To nie będzie ich mundial

Jan Mazurek

Autor:Jan Mazurek

20 listopada 2022, 12:22 • 4 min czytania 39 komentarzy

Kenneth smętnie spogląda na rozświetlone ulice Dohy z perspektywy szczytu luksusowego wieżowca Al Bidda Tower, gdzie mieści się siedziba Najwyższego Komitetu. Miasto świeci i iluminuje, nęci i obiecuje, widoczki naprawdę ładne, ale on jest przybity, bo agent rekrutacyjny zrobił go w trąbę. Obiecywał testy w Qatar Stars League, a nie dziesięciogodzinną harówkę na budowach i ciasny lokal w baraku. Kusił możliwością nastrzelania tylu bramek, że nadejdzie powołanie do reprezentacji Ghany przed mistrzostwami świata w Katarze, a tu taki zawód i takie oszustwo – wszystko na nic. Pościel łóżko, pakuj walizki, czmychaj do swojej nędzy. Piłka nożna? Oszalałeś? To sport dla pięknych i bogatych!

To nie będzie ich mundial

Każdy znał takiego Kennetha. To specyficzny typ osobowości. Kapitan podwórkowej drużyny. Bramkostrzelny napastnik. Klasyczna dziewiątka. Ten, który najbardziej spina się przed meczem klasa na klasę, ulica na ulicę, blok na blok, osiedle na osiedle, jak kto woli. Może nawet wygłosi krótką mowę motywacyjną, bo tak przecież postępują liderzy, nie? Taki Kenneth naprawdę wierzy, że wyrośnie na wspaniałego piłkarza. Nie gwiazdeczkę tonącą w blichtrze i kasie, a po prostu wspaniałego piłkarza, bo kocha ten sport, jak nic innego na świecie. Żal ogarnia duszę, gdy takiemu Kennethowi nie wychodzi. Ale też, po prawdzie, takiemu Kennethowi nie może wyjść.

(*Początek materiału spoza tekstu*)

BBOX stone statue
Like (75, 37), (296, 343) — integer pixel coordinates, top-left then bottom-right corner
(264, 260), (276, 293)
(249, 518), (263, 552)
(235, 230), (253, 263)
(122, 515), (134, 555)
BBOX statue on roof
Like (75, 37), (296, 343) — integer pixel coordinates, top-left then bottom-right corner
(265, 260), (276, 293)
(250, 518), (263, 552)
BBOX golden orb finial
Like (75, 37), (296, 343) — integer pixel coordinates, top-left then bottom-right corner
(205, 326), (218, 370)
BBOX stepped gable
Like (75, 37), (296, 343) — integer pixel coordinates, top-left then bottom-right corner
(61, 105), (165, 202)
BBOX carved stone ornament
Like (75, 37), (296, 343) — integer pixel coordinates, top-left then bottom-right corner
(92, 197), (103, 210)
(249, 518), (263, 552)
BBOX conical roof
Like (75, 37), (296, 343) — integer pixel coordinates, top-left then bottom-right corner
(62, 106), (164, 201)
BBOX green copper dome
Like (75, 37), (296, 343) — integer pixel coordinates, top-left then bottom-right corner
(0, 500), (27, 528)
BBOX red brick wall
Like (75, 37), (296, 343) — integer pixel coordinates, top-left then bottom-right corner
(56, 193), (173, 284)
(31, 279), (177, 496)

Kenneth to bohater filmu „The Workers Cup” o Pucharze Robotników. Szejkowie wymyślili sobie bowiem, że przed najdroższymi mistrzostwami świata w historii futbolu powinny odbyć się piłkarskie igrzyska dla biedaków. W końcu 85% katarskiej ludności stanowią migranci, 94% tamtejszej siły roboczej pochodzi z zagranicy, a na plecach przybyszów z krajów trzeciego świata wznosi się cała mundialowa infrastruktura. Naprędce skonstruowano format Pucharu Robotników, w którym robotnicy-migranci reprezentowali swoje korporacje, ubierając kolorowe koszulki i śmigając między pracą fizyczną, treningami a meczami, napędzani pasją do piłki nożnej. Wzruszał się Hassan Al Thawadi. Przyjeżdżał Gianni Infantino. Ponoć oglądali ich skauci z Qatar Stars League. To miała być furtka do wyrwania się z brudnych łóżek klaustrofobicznych baraków.

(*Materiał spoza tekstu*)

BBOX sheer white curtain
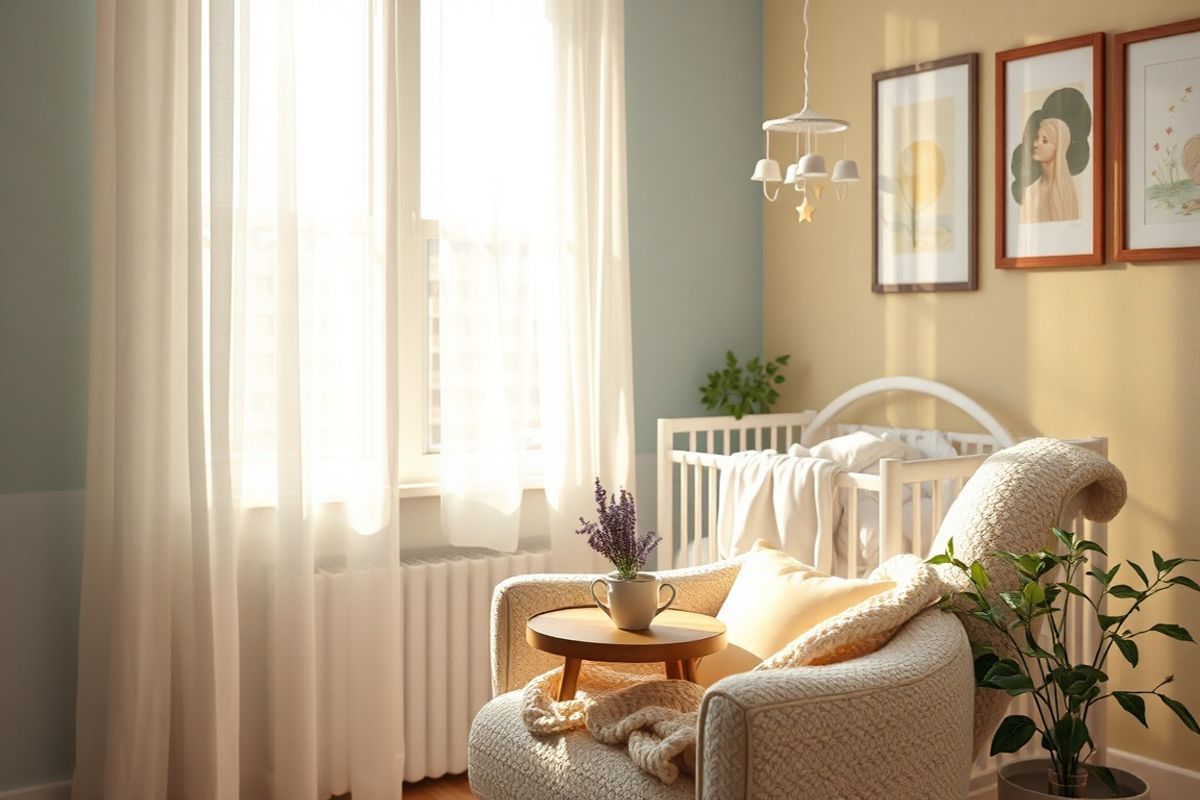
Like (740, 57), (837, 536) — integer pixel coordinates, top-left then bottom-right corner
(76, 1), (403, 798)
(432, 0), (635, 569)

W tych obietnicach było coś okrutnego. Zastajesz człowieka przygniecionego ciężarem własnego losu. Tęskniącego za domem. Niespokojnie śpiącego. Pracującego w upale i pyle. Pozbawionego nie tylko przyjemności, ale też godności. Smutnego, głodnego i upodlonego. Podajesz mu lek przeciwbólowy – piłkę nożną. Sugerujesz złote antidotum – trwanie w nadziei. A następnie przekreślasz to wszystko, bo w tym świecie ratunek dla biednych nie istnieje, a czymże jest dramat i złamane serce jakiegoś nędzarza, kiedy na mundial przyjeżdżają Leo Messi, Cristiano Ronaldo, Robert Lewandowski, Kylian Mbappe i cała reszta młodych milionerów, którzy nie są Kennethem.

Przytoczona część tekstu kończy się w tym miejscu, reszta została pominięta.